【衝撃】NVIDIA、次世代AIチップ「Kyber」延期報道を即座否定も基板サプライヤー株は急落。市場に広がる不協和音
NVIDIAを巡る思惑が株式市場に波紋を広げている。2026年7月6日、半導体調査会社SemiAnalysisが次世代AIサーバーラック「Kyber(カイバー)」の量産が2028年まで延期される可能性を報告。しかしNVIDIAは即座に「チップのロードマップに変更はない」と公式否定コメントを出した。
SemiAnalysisのレポートによると、Kyberラックには次世代GPU「Rubin Ultra(ルビンウルトラ)」が搭載される予定で、このラックそのものが2028年まで延期されるという衝撃的な内容だった。半導体業界で確固たる実績を持つ調査会社の報告だけに、多くの投資家やメディアに真剣に受け止められた。さらに翌日の7月7日には247Wall Stが続報を出し、延期の原因は基板(IC基板)の技術的な問題ではないかと報じた。
この報道を受けて市場では奇妙な動きが発生。NVIDIA本体の株価は1%程度上昇して終えた一方、NVIDIAに基板を供給するサプライヤー企業の株価が軒並み急落した。日本のイビデン、香港のキングボード、台湾のラミネッツはいずれも寄り付き直後に大きく値を下げ、NVIDIAの否定後も戻ることなく下落したままとなっている。
NVIDIAは現在、GPUを毎年更新する年次サイクルを打ち出している。現行のBlackwellに続き、2026年後半にRubin、2027年後半にRubin Ultra、そして2028年にFeynman(ファインマン)というロードマップを繰り返し公表してきた。このスケジュールをGTC、CES、Computexなど大規模イベントで繰り返し確認してきたことが、今回の即座の否定を可能にしたと見られる。一部の報道では、Feynmanの計画とKyberラックの話が混同された可能性も指摘されている。
NVIDIAの公式否定は事実として信用度が高い。複数の独立メディア(WCCF Tech、TradingKey、NBC、Yahoo Financeなど)が同じ内容のコメントを確認している。しかし市場はNVIDIAの公式発表よりも基板の技術的問題という具体的な報道を重視した可能性がある。基板業界はAIサーバー向けの高多層基板の需要が急増しており、供給そのものが逼迫しているとの指摘もある。
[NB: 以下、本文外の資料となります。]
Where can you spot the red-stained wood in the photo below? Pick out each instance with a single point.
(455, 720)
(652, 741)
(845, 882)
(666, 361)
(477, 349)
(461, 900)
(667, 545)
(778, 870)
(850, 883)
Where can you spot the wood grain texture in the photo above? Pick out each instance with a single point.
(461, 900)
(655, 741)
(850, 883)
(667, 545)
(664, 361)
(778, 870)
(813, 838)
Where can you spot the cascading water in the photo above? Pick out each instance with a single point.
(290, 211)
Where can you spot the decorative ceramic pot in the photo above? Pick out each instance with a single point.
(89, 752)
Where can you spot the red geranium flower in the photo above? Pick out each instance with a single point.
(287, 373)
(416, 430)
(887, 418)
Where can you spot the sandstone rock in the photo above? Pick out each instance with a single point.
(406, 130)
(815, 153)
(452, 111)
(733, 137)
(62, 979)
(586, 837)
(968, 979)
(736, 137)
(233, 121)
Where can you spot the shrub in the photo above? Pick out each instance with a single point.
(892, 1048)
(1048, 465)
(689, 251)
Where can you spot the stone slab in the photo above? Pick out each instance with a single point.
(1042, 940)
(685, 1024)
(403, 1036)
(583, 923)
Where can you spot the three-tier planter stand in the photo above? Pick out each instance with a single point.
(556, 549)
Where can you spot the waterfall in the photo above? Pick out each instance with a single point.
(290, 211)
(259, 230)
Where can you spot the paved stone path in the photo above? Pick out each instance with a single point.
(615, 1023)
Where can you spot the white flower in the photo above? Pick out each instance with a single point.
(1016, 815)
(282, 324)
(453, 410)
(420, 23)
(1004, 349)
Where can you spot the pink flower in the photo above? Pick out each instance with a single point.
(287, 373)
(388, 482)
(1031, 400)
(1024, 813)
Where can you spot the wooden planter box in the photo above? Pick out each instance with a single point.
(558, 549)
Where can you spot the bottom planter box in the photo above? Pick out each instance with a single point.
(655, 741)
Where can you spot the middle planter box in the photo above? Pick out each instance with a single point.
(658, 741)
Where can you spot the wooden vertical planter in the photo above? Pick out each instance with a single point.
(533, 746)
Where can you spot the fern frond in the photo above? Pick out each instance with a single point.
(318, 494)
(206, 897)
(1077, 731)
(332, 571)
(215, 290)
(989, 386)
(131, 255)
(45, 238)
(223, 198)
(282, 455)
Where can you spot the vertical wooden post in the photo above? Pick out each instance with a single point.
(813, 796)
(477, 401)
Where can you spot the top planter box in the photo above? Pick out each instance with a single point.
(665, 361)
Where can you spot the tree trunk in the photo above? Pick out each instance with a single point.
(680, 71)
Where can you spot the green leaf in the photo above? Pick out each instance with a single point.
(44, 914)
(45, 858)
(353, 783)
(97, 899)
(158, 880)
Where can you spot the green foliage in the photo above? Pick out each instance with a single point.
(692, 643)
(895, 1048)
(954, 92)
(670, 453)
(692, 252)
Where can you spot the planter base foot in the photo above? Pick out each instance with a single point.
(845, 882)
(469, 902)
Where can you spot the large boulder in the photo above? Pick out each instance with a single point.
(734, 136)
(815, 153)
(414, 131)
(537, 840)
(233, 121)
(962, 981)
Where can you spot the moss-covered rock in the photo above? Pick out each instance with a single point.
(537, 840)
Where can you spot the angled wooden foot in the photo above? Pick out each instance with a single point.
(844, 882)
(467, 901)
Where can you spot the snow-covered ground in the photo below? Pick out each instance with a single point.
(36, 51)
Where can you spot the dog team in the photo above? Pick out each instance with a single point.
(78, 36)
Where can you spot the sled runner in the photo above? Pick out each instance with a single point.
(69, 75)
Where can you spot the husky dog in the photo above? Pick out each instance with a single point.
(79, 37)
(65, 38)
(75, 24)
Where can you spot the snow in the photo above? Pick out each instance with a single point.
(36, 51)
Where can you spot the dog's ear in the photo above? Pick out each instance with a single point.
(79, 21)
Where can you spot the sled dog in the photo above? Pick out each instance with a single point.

この件の真偽は、今後のクラウド企業の動向で明らかになる。AWS、Google Cloud、Microsoftといった大手クラウド企業が2027年後半にRubin Ultra搭載製品を正式導入するかどうかが判断材料となる。また、次のNVIDIAの決算発表でKyberラックの生産計画について具体的な言及があるかも注目ポイントだ。
ネットの反応
NVIDIA本体は上がってサプライヤーだけ下がるの不気味すぎる
即座に否定するってことは逆に何かあるんじゃないか
イビデンとキングボードの株やばいな。基板問題が根本原因か
企業の公式否定より市場の反応の方が正しかったケースも多いしな
年次更新サイクルを守るなら否定するしかないだろう
データセンターの設備投資計画狂ったらAI業界全体に影響でるわ
FeynmanとKyberがごっちゃになってる説は割とありそう
次の決算で何て言うかが全てだな
AIの所感
NVIDIAのロードマップ否定とサプライヤー株急落という現象は、AI半導体業界における「情報の非対称性」と「市場の先読み」が生み出す典型的な構図と言える。NVIDIAの公式否定は事実として受け入れるべきだが、過去の半導体業界の歴史を見れば、サプライチェーンの動きが製品の実態を先に示すケースも少なくない。基板サプライヤーの株が戻らなかった点は無視できないシグナルだ。特にAIサーバー向けの高多層基板は技術的ハードルが極めて高く、供給制約が業界全体の足かせになるリスクは常に存在する。NVIDIAの年次更新サイクルが同社の競争力の核心である以上、このロードマップを守れるかどうかは同社の評価を左右する重要な指標であり、今後のクラウド企業の導入発表と決算内容を注視すべきだろう。